Multi-scale characterization and control factors of bedding-parallel fractures in continental shale reservoirs: Insights from the Qingshankou Formation, Songliao Basin, China

Abstract

Bedding-parallel fractures play a critical role in enhancing storage capacity and horizontal permeability in tight shale reservoirs, significantly influencing the enrichment and productivity of shale oil. This study focuses on the continental shale of the Qingshankou Formation in the Songliao Basin, China, and systematically investigates the development characteristics and controlling factors of bedding-parallel fractures using a multi-scale dataset including core observations, image logs, scanning electron microscopy (SEM), and optical microscopy. Results show that bedding-parallel fractures are extensively developed across nano-to macro-scales, with nano-scale fractures reaching densities of up to 10⁵ fractures/m. Fracture density is negatively correlated with both fracture scale and aperture. These fractures are generally sub-parallel to bedding or exhibit low-angle orientations (mostly <10°), and are typically discontinuous with limited lateral connectivity. Quantitative analyses indicate that fracture density is positively correlated with the contents of clay minerals, pyrite, and carbonate minerals, while showing weak or negative correlations with brittle minerals such as quartz and feldspar. Higher fracture densities are also observed in shales with elevated TOC content and higher thermal maturity.
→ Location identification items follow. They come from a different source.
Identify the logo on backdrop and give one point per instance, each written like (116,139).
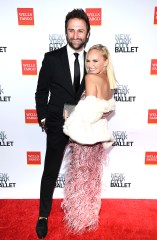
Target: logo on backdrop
(123,43)
(4,98)
(60,181)
(31,116)
(121,139)
(152,116)
(5,181)
(3,49)
(94,15)
(25,16)
(155,15)
(56,41)
(122,94)
(118,180)
(153,69)
(33,158)
(29,67)
(3,140)
(150,158)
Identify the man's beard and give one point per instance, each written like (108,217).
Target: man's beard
(82,44)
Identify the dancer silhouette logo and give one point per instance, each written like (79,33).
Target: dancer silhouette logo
(119,180)
(152,116)
(121,139)
(151,158)
(29,67)
(122,94)
(31,116)
(94,15)
(5,181)
(25,16)
(56,41)
(3,140)
(123,44)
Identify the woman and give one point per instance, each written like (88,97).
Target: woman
(87,128)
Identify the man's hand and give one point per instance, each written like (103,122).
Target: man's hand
(44,129)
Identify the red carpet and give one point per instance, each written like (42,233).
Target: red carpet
(120,219)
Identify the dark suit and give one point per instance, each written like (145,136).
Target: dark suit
(54,78)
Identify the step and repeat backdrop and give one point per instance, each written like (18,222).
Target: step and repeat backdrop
(30,28)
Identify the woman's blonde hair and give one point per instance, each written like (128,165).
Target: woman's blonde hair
(109,69)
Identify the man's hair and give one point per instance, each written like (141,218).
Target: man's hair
(77,13)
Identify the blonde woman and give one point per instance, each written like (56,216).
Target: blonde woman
(89,137)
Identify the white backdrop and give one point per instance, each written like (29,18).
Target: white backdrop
(131,167)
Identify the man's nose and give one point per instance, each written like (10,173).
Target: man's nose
(76,35)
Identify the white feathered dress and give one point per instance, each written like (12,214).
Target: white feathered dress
(90,137)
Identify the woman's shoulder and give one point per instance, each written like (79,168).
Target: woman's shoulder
(92,77)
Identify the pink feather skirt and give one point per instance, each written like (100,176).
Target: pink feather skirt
(82,190)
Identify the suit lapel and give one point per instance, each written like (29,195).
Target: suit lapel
(66,71)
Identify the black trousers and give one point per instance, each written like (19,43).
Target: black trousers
(56,143)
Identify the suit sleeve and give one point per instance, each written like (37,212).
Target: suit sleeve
(42,91)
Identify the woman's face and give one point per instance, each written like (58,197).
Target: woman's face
(95,62)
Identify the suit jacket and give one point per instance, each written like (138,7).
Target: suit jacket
(54,87)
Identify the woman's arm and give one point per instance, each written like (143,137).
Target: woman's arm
(90,85)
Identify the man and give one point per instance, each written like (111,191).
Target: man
(56,87)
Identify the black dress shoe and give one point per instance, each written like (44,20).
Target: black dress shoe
(42,228)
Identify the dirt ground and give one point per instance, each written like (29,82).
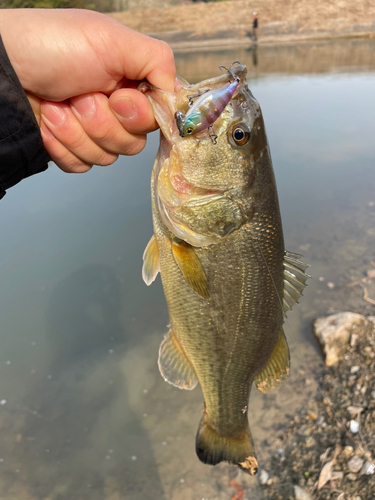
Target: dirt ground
(236,15)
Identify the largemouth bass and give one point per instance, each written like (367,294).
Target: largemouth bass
(218,244)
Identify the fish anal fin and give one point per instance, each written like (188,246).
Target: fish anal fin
(294,279)
(191,267)
(277,367)
(212,448)
(174,366)
(151,261)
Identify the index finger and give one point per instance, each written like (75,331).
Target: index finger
(146,57)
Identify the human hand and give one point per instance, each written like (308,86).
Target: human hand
(79,70)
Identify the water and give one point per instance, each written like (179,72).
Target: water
(86,413)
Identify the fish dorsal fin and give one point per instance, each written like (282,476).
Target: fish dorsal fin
(174,365)
(294,279)
(151,261)
(191,267)
(277,367)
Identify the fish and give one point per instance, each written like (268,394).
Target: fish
(207,108)
(228,281)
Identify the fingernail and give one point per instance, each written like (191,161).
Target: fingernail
(55,114)
(125,108)
(84,105)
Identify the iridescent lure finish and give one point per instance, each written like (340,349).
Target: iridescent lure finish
(207,108)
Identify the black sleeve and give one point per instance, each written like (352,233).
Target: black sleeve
(21,147)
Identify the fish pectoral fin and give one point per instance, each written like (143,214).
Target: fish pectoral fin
(294,279)
(174,366)
(151,261)
(277,367)
(191,267)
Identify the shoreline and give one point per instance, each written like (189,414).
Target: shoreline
(179,40)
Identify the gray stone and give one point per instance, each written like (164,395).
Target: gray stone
(263,476)
(355,464)
(368,468)
(301,494)
(333,333)
(352,477)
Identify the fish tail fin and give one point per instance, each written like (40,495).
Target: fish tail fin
(212,448)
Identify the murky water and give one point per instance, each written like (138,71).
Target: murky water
(84,413)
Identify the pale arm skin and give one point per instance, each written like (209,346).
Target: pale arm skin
(75,66)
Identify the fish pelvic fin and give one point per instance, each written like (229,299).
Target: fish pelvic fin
(151,261)
(212,448)
(277,367)
(294,279)
(191,267)
(174,366)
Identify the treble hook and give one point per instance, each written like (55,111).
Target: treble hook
(235,78)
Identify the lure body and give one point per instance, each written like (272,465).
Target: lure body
(206,110)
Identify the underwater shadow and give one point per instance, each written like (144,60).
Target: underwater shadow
(84,434)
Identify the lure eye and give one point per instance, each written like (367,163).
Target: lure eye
(240,135)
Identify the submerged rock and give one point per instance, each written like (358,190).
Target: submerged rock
(301,494)
(334,332)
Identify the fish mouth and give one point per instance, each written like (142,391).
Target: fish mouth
(163,104)
(171,188)
(170,121)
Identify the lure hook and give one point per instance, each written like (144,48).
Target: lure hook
(235,78)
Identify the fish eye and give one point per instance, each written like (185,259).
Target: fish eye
(240,135)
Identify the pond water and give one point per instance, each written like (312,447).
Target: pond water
(84,413)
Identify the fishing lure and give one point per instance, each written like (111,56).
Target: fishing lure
(207,108)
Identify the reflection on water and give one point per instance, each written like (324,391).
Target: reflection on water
(86,413)
(293,58)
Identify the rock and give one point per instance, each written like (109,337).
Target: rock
(351,477)
(337,475)
(355,464)
(301,494)
(354,410)
(263,476)
(354,426)
(325,474)
(368,468)
(348,451)
(333,333)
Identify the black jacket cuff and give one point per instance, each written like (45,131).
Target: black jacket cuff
(21,147)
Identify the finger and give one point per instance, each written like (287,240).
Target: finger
(105,129)
(148,58)
(133,111)
(65,127)
(60,155)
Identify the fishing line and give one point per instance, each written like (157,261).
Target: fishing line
(314,376)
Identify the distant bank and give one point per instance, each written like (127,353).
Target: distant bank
(226,24)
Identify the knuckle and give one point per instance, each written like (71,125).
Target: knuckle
(136,146)
(166,53)
(106,159)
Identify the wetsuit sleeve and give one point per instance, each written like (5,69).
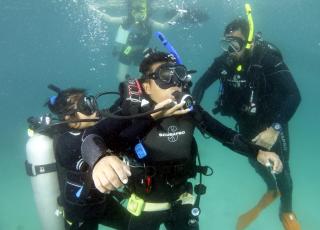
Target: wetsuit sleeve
(287,93)
(228,137)
(206,80)
(112,134)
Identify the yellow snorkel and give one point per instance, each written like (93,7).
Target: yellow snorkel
(249,44)
(251,26)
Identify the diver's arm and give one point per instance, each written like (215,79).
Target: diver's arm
(235,141)
(205,81)
(223,134)
(106,17)
(282,80)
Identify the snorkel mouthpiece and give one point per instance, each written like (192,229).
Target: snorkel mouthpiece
(169,47)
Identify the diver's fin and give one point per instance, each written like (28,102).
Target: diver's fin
(289,221)
(245,219)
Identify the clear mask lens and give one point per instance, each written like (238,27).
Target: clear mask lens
(231,45)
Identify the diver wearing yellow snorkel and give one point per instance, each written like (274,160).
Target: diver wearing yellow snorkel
(259,92)
(134,33)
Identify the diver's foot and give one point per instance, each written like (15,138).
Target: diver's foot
(245,219)
(289,221)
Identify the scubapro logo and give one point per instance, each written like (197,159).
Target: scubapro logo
(172,134)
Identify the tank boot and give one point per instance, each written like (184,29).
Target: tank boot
(289,221)
(245,219)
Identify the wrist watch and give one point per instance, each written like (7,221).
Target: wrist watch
(277,127)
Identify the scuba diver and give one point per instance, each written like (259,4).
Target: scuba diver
(84,207)
(259,92)
(157,160)
(134,33)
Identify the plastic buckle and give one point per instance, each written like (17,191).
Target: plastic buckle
(135,205)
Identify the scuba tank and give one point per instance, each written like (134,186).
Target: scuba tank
(41,167)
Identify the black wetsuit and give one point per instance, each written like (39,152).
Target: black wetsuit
(261,94)
(170,161)
(87,209)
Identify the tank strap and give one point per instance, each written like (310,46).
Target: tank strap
(34,170)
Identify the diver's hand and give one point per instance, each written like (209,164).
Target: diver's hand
(266,138)
(270,159)
(110,173)
(170,108)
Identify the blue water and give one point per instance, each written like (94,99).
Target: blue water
(60,42)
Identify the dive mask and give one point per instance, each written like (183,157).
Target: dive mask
(87,105)
(171,74)
(232,44)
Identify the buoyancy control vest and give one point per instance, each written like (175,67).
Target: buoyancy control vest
(241,91)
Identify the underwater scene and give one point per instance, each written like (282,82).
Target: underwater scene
(86,44)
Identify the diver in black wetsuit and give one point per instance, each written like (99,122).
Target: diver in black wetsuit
(134,33)
(84,206)
(166,153)
(259,92)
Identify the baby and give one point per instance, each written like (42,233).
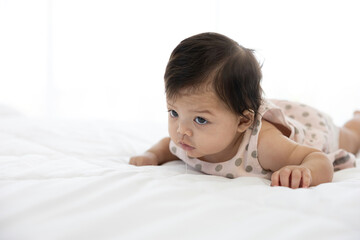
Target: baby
(220,124)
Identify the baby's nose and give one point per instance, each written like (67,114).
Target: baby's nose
(183,129)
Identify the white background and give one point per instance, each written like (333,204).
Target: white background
(105,59)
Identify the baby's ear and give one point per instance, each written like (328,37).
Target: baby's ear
(246,120)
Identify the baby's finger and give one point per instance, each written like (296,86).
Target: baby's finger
(275,181)
(306,179)
(284,177)
(295,178)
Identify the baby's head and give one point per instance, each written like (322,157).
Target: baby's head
(214,62)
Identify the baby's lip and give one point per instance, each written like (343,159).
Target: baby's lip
(185,146)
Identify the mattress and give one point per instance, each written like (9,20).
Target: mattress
(70,179)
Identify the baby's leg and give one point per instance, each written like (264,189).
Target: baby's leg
(349,139)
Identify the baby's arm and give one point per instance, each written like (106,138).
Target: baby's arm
(294,165)
(156,155)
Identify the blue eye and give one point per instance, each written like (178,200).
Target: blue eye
(200,120)
(173,113)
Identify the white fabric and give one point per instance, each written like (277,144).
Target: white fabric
(71,180)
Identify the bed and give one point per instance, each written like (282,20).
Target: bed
(70,179)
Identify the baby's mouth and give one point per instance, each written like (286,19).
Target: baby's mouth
(185,146)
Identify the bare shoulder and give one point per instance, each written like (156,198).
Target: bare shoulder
(274,148)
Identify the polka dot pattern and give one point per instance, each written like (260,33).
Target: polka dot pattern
(308,127)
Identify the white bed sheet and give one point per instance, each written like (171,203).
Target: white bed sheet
(72,180)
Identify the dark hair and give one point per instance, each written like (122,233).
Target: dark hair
(211,58)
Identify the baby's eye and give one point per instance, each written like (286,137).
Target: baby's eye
(173,113)
(200,120)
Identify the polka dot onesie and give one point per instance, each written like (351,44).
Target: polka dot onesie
(307,125)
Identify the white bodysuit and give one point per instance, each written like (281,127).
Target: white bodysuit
(307,125)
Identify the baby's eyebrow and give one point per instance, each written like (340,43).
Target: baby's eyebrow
(203,111)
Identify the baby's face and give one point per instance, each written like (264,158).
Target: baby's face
(203,126)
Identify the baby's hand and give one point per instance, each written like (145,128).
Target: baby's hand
(292,176)
(148,158)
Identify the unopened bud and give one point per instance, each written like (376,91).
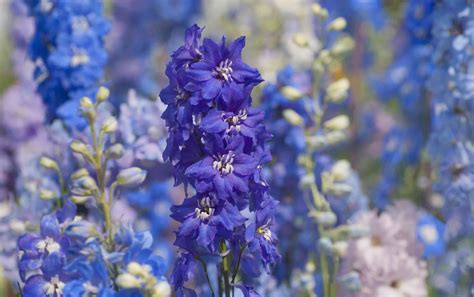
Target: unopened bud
(291,93)
(128,281)
(115,152)
(341,170)
(293,117)
(49,163)
(300,40)
(325,218)
(319,11)
(325,245)
(110,125)
(343,45)
(79,173)
(134,268)
(340,122)
(102,94)
(351,281)
(337,24)
(131,177)
(338,90)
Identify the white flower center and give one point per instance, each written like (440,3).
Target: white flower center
(265,232)
(48,244)
(235,120)
(429,234)
(205,209)
(224,163)
(54,287)
(79,57)
(224,70)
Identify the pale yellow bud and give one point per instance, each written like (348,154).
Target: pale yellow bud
(102,94)
(340,122)
(293,117)
(49,163)
(291,93)
(337,24)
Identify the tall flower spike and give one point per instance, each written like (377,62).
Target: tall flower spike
(216,144)
(68,49)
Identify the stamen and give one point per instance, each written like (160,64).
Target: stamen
(205,209)
(224,163)
(224,70)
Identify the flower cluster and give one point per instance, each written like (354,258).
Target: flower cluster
(68,50)
(452,131)
(404,82)
(216,144)
(84,253)
(387,261)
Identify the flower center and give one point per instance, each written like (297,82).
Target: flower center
(224,163)
(224,70)
(181,95)
(54,287)
(236,120)
(429,234)
(79,57)
(265,232)
(205,209)
(48,244)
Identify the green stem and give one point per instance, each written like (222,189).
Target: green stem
(100,168)
(225,268)
(204,267)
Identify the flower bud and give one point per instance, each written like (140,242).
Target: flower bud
(87,107)
(110,125)
(79,147)
(341,170)
(325,218)
(86,103)
(337,24)
(49,163)
(340,122)
(134,268)
(293,117)
(127,281)
(48,195)
(350,281)
(325,245)
(115,152)
(319,11)
(291,93)
(300,40)
(342,45)
(102,94)
(338,90)
(79,173)
(131,177)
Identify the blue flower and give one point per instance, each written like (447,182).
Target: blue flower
(221,69)
(430,231)
(204,216)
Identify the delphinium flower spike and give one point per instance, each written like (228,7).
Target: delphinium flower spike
(216,144)
(77,253)
(303,114)
(69,54)
(451,142)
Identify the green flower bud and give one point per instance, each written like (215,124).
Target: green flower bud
(131,177)
(102,94)
(115,152)
(49,163)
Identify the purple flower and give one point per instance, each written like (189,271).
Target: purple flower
(223,172)
(221,69)
(204,216)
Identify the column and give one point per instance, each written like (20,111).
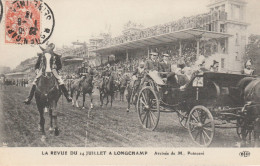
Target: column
(127,58)
(148,52)
(180,49)
(198,48)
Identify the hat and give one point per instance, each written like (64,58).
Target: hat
(167,55)
(154,53)
(248,63)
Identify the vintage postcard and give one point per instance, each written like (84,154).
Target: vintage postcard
(129,82)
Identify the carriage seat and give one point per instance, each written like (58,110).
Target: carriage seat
(155,76)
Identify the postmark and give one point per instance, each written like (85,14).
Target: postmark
(1,10)
(28,22)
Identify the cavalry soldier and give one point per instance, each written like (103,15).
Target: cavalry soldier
(82,70)
(248,68)
(215,66)
(165,65)
(137,76)
(105,73)
(56,67)
(150,65)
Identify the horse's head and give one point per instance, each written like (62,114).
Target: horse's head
(47,60)
(47,81)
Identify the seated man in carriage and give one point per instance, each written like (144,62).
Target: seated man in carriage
(152,67)
(199,69)
(137,76)
(56,67)
(248,70)
(215,66)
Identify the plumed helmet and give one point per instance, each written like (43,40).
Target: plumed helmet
(141,64)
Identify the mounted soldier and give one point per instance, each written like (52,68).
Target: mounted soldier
(55,69)
(151,65)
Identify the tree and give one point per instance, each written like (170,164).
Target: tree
(253,52)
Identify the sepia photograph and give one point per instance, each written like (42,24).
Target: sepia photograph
(131,74)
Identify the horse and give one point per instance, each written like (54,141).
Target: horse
(250,93)
(107,88)
(87,88)
(47,95)
(122,85)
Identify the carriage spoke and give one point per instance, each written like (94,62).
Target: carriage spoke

Furthermore, the type, thickness, and density of lamination significantly influence fracture development. At micro- and nano-scales, bedding-parallel fractures primarily act as hydrocarbon storage spaces and micro-flow conduits, whereas at the macro-scale, they mainly serve as horizontal flow pathways. These findings elucidate the multi-scale development mechanisms of bedding-parallel fractures in continental shale and underscore their dominant role in improving reservoir performance.